Ethical Double Standards

India may also be an attractive option for drug companies looking to outsource research that would be difficult to conduct in their own countries. For example, placebocontrolled trials can deprive patients of effective treatment. The US Food and Drug Administration (USFDA) requires placebocontrolled trials as proof of a drug’s efficacy, but ethics committees there may be reluctant to permit such trials when it concerns a serious condition like schizophrenia. The World Medical Association’s (WMA) Declaration of Helsinki, with ethical guidelines for clinical research, has been the subject of battles on the use of placebo-controlled trials. The 2008 version restricts their use. In order to bypass the WMA’s authority, in 2008, the USFDA removed the requirement that clinical trials submitted to it must abide by the Declaration (Macklin 2009).

Though Indian law requires clinical trials to abide by the Declaration of Helsinki, many trials violate it, and the government may face pressure to formally do away with it.

Vulnerability of Trial Participants

Media reports on patients’ vulnerability are reinforced through research. A survey by the contract research organisation Excel Life Sciences of participants in their trials3 found that 26% were looking for free or higher quality care. Indeed, interviews with doctors suggest that poor people may enter trials to get treatment; those at private hospitals may seek free care and government hospital patients will want better care. The high cost of drugs (for example, for cancer) induces patients to enter trials to get treatment – especially if their doctors tell them that the experimental drug is better than nothing.

Of Excel’s total participants 5% enrolled for the money. Bioequivalence trials4 recruit healthy volunteers for substantial payments, and people may be induced to enrol for a fee, ignoring any risks of participation. Further, 76% were recruited by their family doctors who were also the trial’s investigators and 21% were referred by the family doctor. They may have been reluctant to refuse their doctor’s advice.

The doctor-investigators may be a bit too eager to recruit. Private doctors receive payment for each patient recruited and retained through each stage of the trial’s duration. Doctors in government hospitals are reported to receive fringe benefits such as trips abroad (Srinivasan 2009). There can be a conflict between the interests of the doctor and the patient s/he advises to join a trial.

Contract Research Organisations

International clinical trials are largely conducted by contract research organisations (CROs), the mediators between drug companies, investigators, trial subjects and regulatory authorities. The CROs advertise that they do everything from obtaining permissions and conducting the trial to writing up the findings and submitting data for marketing approval. They have been known to use ethically questionable recruiting techniques such as organising health camps, financing patient support groups, and placing staff in hospitals to gain access to medical records (Srinivasan 2009).

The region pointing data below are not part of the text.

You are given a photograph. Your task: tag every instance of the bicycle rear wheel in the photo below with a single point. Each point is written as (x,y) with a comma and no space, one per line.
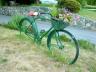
(63,46)
(25,26)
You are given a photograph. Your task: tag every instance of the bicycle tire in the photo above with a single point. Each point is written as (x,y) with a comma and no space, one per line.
(76,46)
(26,26)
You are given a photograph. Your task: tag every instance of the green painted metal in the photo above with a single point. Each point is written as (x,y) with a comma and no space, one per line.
(61,45)
(57,26)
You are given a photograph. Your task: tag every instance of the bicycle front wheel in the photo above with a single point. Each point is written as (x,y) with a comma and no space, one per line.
(63,46)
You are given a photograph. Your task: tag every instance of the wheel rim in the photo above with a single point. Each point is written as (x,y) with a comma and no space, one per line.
(26,27)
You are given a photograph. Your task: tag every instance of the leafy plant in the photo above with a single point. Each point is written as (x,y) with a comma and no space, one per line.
(72,5)
(13,24)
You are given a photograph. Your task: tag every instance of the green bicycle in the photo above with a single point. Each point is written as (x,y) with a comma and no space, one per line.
(58,39)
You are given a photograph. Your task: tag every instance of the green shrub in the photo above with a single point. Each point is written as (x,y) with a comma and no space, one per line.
(82,2)
(2,2)
(64,38)
(90,7)
(87,45)
(72,5)
(13,24)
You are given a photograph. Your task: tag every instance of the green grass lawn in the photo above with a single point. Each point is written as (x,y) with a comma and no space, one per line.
(88,13)
(20,54)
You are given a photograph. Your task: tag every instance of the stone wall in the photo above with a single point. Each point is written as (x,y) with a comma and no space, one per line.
(78,21)
(83,22)
(10,11)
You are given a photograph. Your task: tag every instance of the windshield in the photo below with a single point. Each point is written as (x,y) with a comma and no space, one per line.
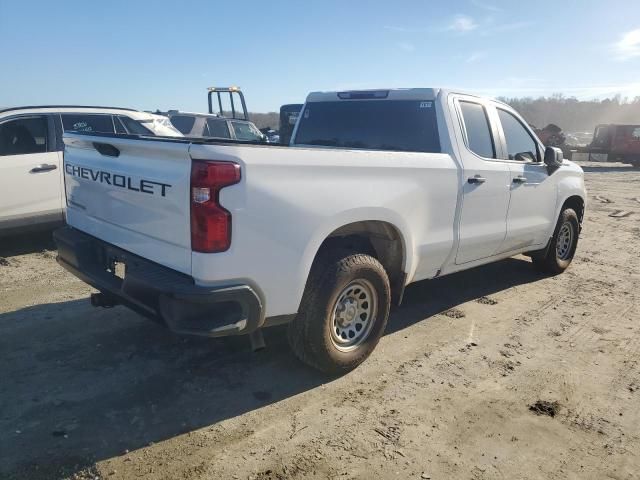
(397,125)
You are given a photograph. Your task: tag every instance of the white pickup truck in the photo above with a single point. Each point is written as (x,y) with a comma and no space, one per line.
(377,189)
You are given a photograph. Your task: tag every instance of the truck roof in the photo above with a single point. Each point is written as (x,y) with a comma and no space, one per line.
(382,93)
(388,93)
(64,108)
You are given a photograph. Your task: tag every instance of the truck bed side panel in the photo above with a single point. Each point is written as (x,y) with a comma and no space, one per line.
(291,199)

There is no registry of CROs in India. A study of the sector estimated that between 130 and 200 CROs operate in the country. They may work with insufficiently trained personnel, and inadequate supervision from ethics committees and regulatory authorities, conducting trials on vulnerable populations who are unable to give informed consent (van Huijstee and Schipper 2011).

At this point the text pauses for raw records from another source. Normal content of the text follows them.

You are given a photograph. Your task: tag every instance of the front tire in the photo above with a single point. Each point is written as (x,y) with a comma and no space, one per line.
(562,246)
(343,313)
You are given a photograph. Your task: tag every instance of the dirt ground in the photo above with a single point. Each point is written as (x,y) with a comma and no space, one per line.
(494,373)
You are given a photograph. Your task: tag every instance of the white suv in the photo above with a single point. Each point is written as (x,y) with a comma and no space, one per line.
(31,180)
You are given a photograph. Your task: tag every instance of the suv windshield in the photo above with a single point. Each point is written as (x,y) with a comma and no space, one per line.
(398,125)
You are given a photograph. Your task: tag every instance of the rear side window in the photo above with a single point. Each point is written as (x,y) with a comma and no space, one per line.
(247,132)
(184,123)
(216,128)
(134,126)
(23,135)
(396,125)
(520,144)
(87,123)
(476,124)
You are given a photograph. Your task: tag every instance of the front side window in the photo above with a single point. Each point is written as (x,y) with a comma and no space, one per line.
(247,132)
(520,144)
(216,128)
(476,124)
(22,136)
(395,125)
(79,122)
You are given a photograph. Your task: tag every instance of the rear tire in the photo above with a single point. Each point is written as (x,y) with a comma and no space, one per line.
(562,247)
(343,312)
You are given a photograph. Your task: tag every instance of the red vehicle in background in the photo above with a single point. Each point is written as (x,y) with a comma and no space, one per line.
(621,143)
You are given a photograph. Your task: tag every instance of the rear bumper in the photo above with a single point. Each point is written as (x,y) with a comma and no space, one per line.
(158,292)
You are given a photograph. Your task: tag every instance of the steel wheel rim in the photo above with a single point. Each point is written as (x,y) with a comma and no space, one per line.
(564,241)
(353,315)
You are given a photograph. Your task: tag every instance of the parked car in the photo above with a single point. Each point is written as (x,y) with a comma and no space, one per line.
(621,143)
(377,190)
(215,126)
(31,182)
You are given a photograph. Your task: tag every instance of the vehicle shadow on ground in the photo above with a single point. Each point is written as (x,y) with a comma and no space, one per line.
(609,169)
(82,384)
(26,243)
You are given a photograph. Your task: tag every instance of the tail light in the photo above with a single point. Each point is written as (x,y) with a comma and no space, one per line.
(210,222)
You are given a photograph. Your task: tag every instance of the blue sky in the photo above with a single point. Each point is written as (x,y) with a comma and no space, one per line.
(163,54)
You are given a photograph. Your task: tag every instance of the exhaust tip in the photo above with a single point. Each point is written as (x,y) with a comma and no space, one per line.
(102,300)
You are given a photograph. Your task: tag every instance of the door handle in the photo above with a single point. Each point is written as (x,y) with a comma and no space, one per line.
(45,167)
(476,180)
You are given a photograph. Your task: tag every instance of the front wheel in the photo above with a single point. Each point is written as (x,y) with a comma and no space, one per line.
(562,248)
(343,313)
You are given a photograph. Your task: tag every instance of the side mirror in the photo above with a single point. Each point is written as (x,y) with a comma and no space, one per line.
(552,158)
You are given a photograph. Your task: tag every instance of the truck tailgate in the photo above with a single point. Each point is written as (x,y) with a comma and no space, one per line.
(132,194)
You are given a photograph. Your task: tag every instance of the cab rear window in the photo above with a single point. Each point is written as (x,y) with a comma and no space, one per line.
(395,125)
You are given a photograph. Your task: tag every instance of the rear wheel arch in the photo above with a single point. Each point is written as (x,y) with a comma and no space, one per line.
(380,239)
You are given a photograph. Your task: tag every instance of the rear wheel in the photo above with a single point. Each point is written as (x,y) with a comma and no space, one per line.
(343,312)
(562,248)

Indeed, since 2005, reports have regularly emerged of unethical research practices. In the past few months, a Hyderabadbased CRO was reported to have administered women a cancer drug without their informed consent (The Hindu 2011); doctors at a government hospital at Indore are reported to have conducted 76 clinical trials on over 3,000 patients, receiving Rs five crore in the process (Singh 2011); and survivors of the Bhopal gas disaster seeking treatment at the Bhopal Memorial hospital were enrolled in drug trials without their knowledge (Pioneer 2011). Deaths in clinical trials have been traced back to inappropriate recruitment practices such as including an ill child in a trial limited to healthy volunteers (Pandeya 2008) and offering large payments inducing people to enrol in more than one trial (Ramana 2008).

Rules regarding registration of the CROs were drafted in 2009. In January 2011, these were published in the government gazette (MoHFW 2011), and six weeks were given for the public to respond. However, this process has not moved forward.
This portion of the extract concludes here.